Add a new GUC logical_decoding_spill_limit (integer, unit kB,
default 0 meaning unlimited) that limits the total on-disk spill file
size per replication slot.  The implementation tracks the current
on-disk footprint in ReorderBuffer.spillBytesOnDisk (incremented
after each successful write in ReorderBufferSerializeChange,
decremented when spill files are removed in
ReorderBufferRestoreCleanup) and per-transaction in
ReorderBufferTXN.serialized_size.

Before serializing a transaction to disk, ReorderBufferCheckMemoryLimit
checks whether the projected write would exceed the configured limit.
If so, it raises an ERROR.  The replication slot state (restart_lsn,
confirmed_flush) is preserved, so the subscriber can reconnect after
the administrator increases the limit, raises logical_decoding_work_mem,
or switches to a streaming-capable output plugin.

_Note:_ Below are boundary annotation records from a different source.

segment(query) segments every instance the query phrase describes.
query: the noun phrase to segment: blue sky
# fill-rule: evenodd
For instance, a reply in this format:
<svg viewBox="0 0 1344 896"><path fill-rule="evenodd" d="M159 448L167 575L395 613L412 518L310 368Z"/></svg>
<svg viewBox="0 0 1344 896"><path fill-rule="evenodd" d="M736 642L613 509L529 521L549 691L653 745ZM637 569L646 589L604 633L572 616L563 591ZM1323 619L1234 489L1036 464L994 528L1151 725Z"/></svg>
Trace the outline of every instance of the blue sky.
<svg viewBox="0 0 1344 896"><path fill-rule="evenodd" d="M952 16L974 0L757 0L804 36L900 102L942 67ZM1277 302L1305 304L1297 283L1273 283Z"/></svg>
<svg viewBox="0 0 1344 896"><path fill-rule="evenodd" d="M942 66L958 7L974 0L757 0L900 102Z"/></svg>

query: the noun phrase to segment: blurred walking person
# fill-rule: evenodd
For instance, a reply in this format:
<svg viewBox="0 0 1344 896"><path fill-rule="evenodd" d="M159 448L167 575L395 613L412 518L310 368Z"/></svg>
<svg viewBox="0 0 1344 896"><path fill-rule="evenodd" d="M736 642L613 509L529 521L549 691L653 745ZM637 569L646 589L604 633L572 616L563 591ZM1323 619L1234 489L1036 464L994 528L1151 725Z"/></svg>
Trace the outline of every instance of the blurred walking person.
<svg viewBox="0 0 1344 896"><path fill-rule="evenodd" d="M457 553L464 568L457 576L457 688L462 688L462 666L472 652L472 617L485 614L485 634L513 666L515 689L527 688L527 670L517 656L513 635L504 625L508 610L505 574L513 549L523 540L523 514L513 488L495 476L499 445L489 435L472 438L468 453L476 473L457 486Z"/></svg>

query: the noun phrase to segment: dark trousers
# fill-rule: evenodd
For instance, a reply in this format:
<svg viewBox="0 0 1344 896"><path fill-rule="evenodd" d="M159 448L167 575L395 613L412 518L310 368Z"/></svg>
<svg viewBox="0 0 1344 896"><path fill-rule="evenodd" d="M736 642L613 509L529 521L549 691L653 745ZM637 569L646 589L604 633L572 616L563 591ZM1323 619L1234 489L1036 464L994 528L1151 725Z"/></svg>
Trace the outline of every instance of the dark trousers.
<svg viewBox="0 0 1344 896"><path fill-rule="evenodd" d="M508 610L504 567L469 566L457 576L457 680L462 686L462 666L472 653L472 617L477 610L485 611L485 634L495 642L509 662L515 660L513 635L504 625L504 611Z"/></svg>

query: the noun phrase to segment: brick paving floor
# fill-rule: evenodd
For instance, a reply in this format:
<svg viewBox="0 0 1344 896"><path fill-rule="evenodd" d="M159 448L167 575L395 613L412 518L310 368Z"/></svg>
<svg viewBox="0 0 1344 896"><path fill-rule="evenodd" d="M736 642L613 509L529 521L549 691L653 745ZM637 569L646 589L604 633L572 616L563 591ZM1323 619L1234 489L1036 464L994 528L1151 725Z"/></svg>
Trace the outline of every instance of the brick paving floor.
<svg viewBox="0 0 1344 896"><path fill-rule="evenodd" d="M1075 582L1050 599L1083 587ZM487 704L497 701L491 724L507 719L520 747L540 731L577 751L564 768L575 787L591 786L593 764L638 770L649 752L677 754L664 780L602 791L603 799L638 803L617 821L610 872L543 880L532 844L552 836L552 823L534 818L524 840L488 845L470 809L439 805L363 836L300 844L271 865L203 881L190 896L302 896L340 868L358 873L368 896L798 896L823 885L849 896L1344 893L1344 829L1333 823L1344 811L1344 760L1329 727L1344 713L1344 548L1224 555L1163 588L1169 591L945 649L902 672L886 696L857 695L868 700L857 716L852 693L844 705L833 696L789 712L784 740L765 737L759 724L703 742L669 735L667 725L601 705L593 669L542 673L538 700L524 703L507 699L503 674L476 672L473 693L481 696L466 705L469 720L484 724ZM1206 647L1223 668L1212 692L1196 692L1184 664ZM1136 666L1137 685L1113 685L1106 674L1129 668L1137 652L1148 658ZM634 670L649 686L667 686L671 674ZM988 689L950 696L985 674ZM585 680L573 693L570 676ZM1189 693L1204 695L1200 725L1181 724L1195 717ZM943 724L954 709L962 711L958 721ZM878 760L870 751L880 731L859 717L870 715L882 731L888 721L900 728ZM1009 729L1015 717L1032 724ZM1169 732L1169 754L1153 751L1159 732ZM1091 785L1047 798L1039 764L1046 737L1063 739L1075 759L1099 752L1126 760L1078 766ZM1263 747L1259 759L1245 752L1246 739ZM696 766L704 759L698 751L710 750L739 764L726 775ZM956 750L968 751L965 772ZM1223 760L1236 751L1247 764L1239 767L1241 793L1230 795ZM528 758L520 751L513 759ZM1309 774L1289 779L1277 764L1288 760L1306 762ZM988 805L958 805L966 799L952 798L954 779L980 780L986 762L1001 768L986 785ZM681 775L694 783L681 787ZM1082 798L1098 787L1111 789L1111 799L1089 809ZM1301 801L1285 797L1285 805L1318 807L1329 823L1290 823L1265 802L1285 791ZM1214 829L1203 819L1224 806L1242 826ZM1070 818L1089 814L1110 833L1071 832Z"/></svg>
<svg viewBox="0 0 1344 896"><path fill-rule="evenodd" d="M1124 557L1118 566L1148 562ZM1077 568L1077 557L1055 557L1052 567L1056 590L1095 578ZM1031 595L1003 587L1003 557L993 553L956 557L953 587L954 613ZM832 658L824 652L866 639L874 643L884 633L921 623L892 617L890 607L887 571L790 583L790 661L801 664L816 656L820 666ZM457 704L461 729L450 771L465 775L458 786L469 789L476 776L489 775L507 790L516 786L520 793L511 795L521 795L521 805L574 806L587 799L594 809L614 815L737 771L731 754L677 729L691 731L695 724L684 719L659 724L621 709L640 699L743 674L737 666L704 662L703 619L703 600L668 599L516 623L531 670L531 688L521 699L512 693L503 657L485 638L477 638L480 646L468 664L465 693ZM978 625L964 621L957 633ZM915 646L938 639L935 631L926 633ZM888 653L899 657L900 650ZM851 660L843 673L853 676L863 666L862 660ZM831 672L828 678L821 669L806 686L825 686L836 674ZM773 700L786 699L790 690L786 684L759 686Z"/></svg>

The check is only on the spill-to-disk path (not the streaming path,
which involves no disk I/O) and only when the limit is set (> 0), so
there is zero overhead on the normal hot path and full backward
compatibility with existing configurations.

Additionally, ensure spill files are cleaned up during error recovery.
Export ReorderBufferCleanupSerializedTXNs() and call it in
WalSndErrorCleanup() before releasing the replication slot, so that
spill files left behind by the ERROR are properly removed.  Without
this, the error path would release the slot (setting MyReplicationSlot
to NULL) before any chance to clean up, leaving orphaned spill files
on disk until the next walsender connects to the same slot or the
server restarts.
---
 doc/src/sgml/config.sgml                      | 24 ++++++++
 .../replication/logical/reorderbuffer.c       | 60 ++++++++++++++++++-
 src/backend/replication/walsender.c           | 12 ++++
 src/backend/utils/misc/guc_parameters.dat     | 10 ++++
 src/backend/utils/misc/postgresql.conf.sample |  2 +
 src/include/replication/reorderbuffer.h       | 18 ++++++
 6 files changed, 124 insertions(+), 2 deletions(-)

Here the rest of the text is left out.